Rezension

Eine starke Frau

Bittersüße Mandeln -

Bittersüße Mandeln
von Hanna von Feilitzsch

Bewertet mit 5 Sternen

„...Für meinen Bruder und für mich war das nicht einfach. Wurzeln haben wir nie kennengelernt. Manchmal hatte ich als Kind das Gefühl, nicht im Boden verankert zu sein...“

 

Diese Worte sagt Stella am Krankenbett ihrer Mutter in Griechenland zu ihrem Onkel Oddy. Ihre Mutter hatte die Verbindung zur Familie gekappt. Stella weiß nichts über ihre Familie. Es ist Oddy, der nun die Zeit nutzt, um die Lücken zu schließen.

Die Autorin hat einen bewegenden Familienroman geschrieben. Die Geschichte spielt in zwei Handlungsebenen. Die Rahmenhandlung, die immer mal wieder aufgegriffen wird, ist in der Gegenwart verortet. Stella will ihre Mutter in ein Krankenhaus in München überführen lassen. Das dauert und das gibt Oddy Zeit für seine Erzählung. Der Strang der Vergangenheit beginnt 1944.

Der Schriftstil ist fein ausgearbeitet. Er bindet gekonnt die historischen Ereignisse in die Handlung ein.

Stellas Großeltern Manolis und Anna leben in dem kleinen Bergdorf Mikro Chorio auf Peloponnes. Anna hat drei Kinder und ist wieder schwanger. Manolis hatte sich der Nationalen Befreiungsfront angeschlossen. Er erscheint kurz im Dorf, um Anna zu warnen. Der Ort soll angegriffen werden.

Mit drei Kindern und einem Leiterwagen mit den wichtigsten Habseligkeiten gelingt Anna in letzter Minute die Flucht. Mit mehreren Zwischenstationen bei Verwandten gelangt sie zu Fuß nach Athen.

 

„...Ein Leben auf der Straße erschien ihnen fürchterlich. Anna versprach, dass es nicht mehr lange dauern würde, bis sie endlich ein Dach über dem Kopf hätten...“

 

Anna kommt mit den Kindern bei zwei Tanten unter. Deren Felder nutzt sie für den Gemüseanbau. Bald kann sie überschüssige Erträge verkaufen und sich so ein Unternehmen aufbauen, obwohl sie weder Lesen noch Schreiben kann. 1952 erscheint Manolis. Schnell begreift Anna, dass er nicht mehr der Mann ist, den sie geheiratet hat. Heute würde man von PTBS oder Depression sprechen. Doch die Regeln in Griechenland sind hart. Der Mann bestimmt, wo es lang geht.

 

„...Bald fühlte Manolis sich den neuen Aufgaben gewappnet und verbannte Anna von ihrem Arbeitsplatz. Sie sollte sich nur noch um die Kinder kümmern...“

 

Anna beugt sich der Entscheidung. Sie möchte aber, dass ihre Kinder ausreichend Bildung bekommen. Das war in Griechenland auch ein finanzielles Problem.

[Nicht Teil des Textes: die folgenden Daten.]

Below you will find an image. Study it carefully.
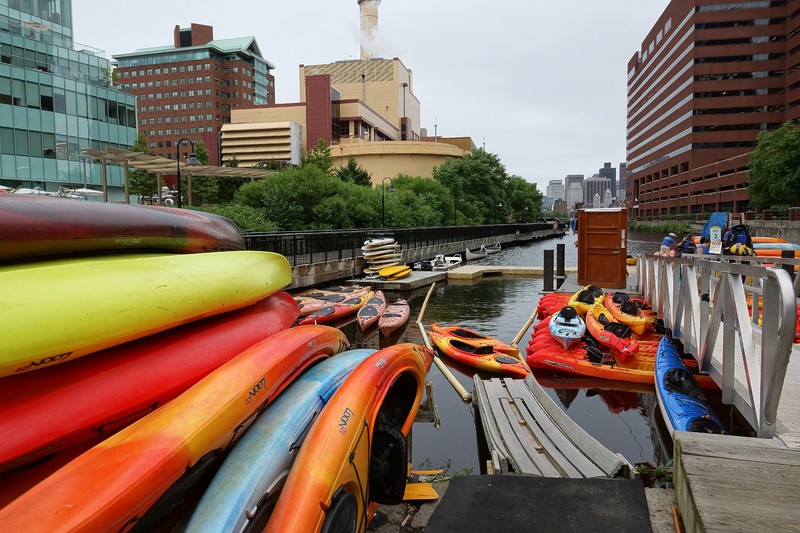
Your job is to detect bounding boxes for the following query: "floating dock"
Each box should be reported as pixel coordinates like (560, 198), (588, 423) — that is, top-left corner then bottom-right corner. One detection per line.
(474, 375), (632, 478)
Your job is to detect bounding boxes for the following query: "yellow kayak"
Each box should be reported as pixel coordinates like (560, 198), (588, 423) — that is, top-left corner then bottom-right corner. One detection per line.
(0, 251), (292, 377)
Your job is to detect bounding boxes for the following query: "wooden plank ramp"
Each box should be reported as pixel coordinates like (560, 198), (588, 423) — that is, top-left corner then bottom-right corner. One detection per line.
(473, 375), (632, 478)
(673, 431), (800, 533)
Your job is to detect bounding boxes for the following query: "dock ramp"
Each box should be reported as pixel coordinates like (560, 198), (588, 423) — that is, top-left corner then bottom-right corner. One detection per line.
(473, 375), (632, 478)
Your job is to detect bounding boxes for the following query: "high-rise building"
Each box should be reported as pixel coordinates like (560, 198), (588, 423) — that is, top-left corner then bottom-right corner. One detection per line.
(627, 0), (800, 216)
(566, 180), (583, 210)
(0, 0), (136, 195)
(597, 163), (617, 198)
(114, 24), (275, 165)
(546, 180), (566, 200)
(617, 163), (628, 205)
(583, 177), (611, 207)
(564, 174), (584, 191)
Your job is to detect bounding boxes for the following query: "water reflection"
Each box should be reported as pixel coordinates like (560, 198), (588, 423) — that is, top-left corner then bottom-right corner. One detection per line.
(343, 234), (671, 473)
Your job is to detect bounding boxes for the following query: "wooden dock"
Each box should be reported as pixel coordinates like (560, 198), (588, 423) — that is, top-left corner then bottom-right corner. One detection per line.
(474, 375), (631, 478)
(673, 432), (800, 533)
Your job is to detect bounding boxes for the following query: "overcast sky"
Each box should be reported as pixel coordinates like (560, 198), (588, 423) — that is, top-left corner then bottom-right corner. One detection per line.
(72, 0), (669, 192)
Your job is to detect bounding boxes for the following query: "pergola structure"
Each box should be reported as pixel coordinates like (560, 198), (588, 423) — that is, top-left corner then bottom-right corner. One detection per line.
(82, 147), (274, 205)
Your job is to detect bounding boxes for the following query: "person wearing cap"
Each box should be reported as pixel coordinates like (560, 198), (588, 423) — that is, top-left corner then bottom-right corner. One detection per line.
(661, 233), (678, 255)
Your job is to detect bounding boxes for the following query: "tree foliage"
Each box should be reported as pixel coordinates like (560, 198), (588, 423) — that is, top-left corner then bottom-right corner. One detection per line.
(433, 148), (542, 224)
(748, 122), (800, 208)
(336, 157), (372, 187)
(128, 132), (158, 201)
(181, 141), (219, 205)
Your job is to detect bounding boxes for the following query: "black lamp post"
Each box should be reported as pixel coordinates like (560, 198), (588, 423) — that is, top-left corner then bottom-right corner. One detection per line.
(175, 137), (202, 209)
(381, 176), (394, 228)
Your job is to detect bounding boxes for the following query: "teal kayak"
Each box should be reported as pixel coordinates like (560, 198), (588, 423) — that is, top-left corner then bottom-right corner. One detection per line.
(186, 349), (376, 533)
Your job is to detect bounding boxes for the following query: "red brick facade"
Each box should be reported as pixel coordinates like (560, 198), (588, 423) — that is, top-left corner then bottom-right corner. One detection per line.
(627, 0), (800, 218)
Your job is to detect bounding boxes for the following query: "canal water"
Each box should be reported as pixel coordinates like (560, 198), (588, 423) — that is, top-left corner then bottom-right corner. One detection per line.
(343, 233), (671, 475)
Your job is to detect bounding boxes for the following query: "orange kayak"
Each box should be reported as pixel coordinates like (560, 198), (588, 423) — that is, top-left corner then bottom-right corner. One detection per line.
(428, 331), (528, 378)
(0, 326), (350, 531)
(265, 344), (433, 533)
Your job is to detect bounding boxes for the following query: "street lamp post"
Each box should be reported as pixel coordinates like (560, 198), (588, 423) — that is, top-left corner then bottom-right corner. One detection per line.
(381, 176), (394, 228)
(175, 137), (202, 209)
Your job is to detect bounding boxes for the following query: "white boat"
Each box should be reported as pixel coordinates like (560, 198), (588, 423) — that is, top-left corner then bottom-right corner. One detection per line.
(431, 254), (463, 270)
(464, 245), (489, 261)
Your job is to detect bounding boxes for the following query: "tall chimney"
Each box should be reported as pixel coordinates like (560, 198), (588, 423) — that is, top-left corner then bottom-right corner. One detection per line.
(358, 0), (381, 60)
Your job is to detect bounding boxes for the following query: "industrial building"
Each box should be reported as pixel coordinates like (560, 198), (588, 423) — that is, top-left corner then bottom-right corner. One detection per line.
(0, 0), (136, 196)
(626, 0), (800, 218)
(222, 0), (468, 183)
(114, 23), (275, 165)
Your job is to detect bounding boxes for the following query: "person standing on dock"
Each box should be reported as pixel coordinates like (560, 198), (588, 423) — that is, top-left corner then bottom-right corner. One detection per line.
(661, 233), (678, 255)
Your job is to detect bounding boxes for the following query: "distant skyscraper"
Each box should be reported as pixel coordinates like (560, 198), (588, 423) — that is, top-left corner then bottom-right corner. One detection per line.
(567, 181), (583, 209)
(546, 180), (566, 200)
(114, 24), (275, 165)
(0, 0), (136, 197)
(597, 163), (617, 198)
(564, 174), (583, 191)
(583, 177), (616, 205)
(617, 163), (628, 204)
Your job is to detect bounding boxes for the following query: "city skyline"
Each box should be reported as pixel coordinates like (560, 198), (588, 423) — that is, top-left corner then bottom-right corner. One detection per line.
(73, 0), (668, 191)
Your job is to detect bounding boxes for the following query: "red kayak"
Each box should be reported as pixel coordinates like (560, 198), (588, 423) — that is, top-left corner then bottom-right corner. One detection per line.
(0, 293), (299, 472)
(0, 194), (245, 261)
(0, 326), (348, 531)
(298, 291), (373, 325)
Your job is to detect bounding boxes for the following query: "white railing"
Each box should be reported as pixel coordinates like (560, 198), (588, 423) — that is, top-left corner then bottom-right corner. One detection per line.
(637, 255), (800, 438)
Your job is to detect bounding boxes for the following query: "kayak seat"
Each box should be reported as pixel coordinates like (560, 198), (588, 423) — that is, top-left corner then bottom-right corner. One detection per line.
(664, 367), (708, 403)
(603, 322), (631, 339)
(611, 291), (631, 304)
(561, 306), (578, 320)
(369, 422), (408, 505)
(619, 300), (639, 316)
(453, 328), (480, 339)
(688, 416), (726, 435)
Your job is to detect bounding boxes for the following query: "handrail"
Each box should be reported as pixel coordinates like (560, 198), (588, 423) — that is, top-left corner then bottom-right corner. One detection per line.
(637, 254), (797, 438)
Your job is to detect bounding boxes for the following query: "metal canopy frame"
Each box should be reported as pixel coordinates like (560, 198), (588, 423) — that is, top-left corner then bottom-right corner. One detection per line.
(81, 146), (275, 204)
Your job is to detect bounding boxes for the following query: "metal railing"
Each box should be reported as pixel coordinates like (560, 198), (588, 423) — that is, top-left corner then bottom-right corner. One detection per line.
(637, 255), (800, 438)
(244, 222), (563, 266)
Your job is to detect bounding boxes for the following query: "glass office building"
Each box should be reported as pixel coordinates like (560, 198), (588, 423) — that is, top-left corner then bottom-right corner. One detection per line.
(0, 0), (136, 201)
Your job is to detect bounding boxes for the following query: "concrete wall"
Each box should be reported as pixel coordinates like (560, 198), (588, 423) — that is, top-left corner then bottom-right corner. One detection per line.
(288, 230), (563, 289)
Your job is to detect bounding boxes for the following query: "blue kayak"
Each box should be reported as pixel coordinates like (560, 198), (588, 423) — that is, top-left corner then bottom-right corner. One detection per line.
(656, 335), (727, 435)
(186, 349), (376, 533)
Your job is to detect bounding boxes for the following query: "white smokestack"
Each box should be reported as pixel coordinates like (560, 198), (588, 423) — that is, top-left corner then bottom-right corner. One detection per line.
(358, 0), (381, 60)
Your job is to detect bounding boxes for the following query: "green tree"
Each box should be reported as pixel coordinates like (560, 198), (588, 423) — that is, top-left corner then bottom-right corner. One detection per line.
(336, 157), (372, 187)
(128, 132), (158, 198)
(198, 204), (280, 231)
(433, 148), (510, 224)
(748, 122), (800, 208)
(300, 139), (333, 174)
(181, 141), (219, 205)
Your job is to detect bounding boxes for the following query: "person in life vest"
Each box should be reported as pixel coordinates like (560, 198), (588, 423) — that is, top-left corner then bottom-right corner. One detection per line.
(675, 235), (697, 257)
(661, 233), (678, 255)
(722, 224), (756, 255)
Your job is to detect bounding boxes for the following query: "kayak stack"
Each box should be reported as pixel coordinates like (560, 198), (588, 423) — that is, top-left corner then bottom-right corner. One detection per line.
(0, 197), (432, 531)
(526, 285), (713, 387)
(361, 237), (410, 279)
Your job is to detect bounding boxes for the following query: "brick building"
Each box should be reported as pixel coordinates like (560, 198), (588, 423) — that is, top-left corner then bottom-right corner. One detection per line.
(114, 24), (275, 165)
(627, 0), (800, 217)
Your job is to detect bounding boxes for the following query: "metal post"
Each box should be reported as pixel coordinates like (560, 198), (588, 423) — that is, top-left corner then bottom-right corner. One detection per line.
(556, 243), (567, 289)
(542, 250), (553, 291)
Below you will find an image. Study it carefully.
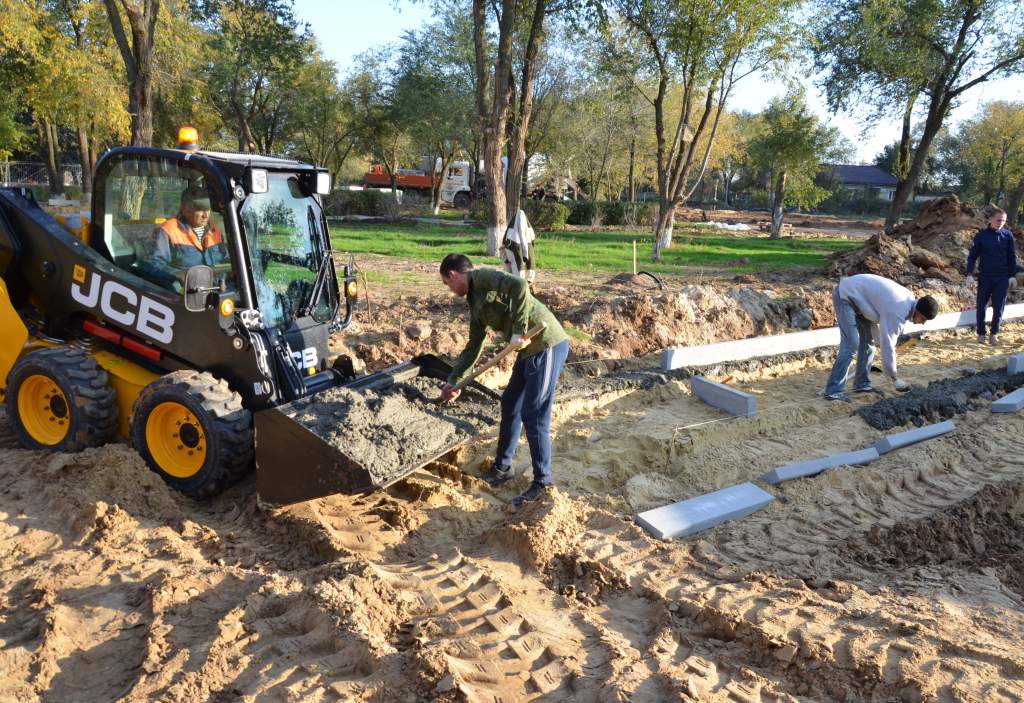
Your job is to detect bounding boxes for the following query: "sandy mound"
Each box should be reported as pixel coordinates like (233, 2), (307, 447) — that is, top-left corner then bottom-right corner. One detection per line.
(0, 325), (1024, 703)
(567, 285), (830, 357)
(24, 444), (189, 521)
(282, 377), (497, 485)
(829, 195), (1020, 284)
(843, 482), (1024, 597)
(484, 488), (590, 571)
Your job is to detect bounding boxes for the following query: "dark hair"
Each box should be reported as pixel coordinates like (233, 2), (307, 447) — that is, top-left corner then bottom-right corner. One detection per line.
(441, 254), (473, 278)
(913, 296), (939, 319)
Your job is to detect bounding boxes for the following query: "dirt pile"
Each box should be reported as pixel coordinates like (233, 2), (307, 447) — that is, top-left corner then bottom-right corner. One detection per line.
(841, 482), (1024, 596)
(857, 369), (1024, 430)
(567, 284), (831, 357)
(282, 377), (498, 484)
(829, 195), (999, 284)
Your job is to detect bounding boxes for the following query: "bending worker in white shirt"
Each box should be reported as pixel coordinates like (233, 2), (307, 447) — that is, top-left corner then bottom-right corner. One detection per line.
(824, 273), (939, 400)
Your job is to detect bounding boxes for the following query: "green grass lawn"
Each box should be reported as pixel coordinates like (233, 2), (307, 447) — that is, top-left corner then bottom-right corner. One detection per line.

Sehr spannend fand ich die Einblicke in die griechische Politik. Gerade die USA hat sich hier nicht mit Ruhm bekleckert. Es zählte das große Weltgeschehen. Der kleine Mann hatte sich zu fügen. Deshalb auch hielten sich auf den Dörfern alte Denkstrukturen. Das zeigt sich besonders, wenn über die Hochzeit der Töchter diskutiert wird.

 

„...Wie oft wurde eine Person auf Äußerlichkeiten reduziert, nicht als Mensch gesehen, der sich dahinter verbarg, daran gehindert, die eigene Persönlichkeit zu entfalten...“

 

Außerdem gilt die Regel, dass erst die älteste Tochter verheiratet sein muss oder ins Kloster geht, falls sich kein passender Mann findet. Wir schreiben 1967!!

Oddy fasst das Ganze gegenüber Stella zusammen:

 

„...Vielleicht kannst du verstehen, dass es nicht immer einfach war, für mich, für deine Mutter, für uns alle, in einer Welt, die von engstirnigen Menschen dominiert wurde...“

 

Anna ist eine starke Frau, Immer wieder nimmt sie das Zepter in die Hand und sorgt für die Familie. Fast jede Niederlage steckt sie weg. Sie weiß, es muss weiter gehen.

Das Buch hat mir ausgezeichnet gefallen. Es ermöglicht den Blick in eine Welt und eine Gesellschaft, die von archaischen Strukturen geprägt ist. Den Kindern ist es gelungen, eigene Wege zu gehen. Der Preis dafür war manchmal hoch.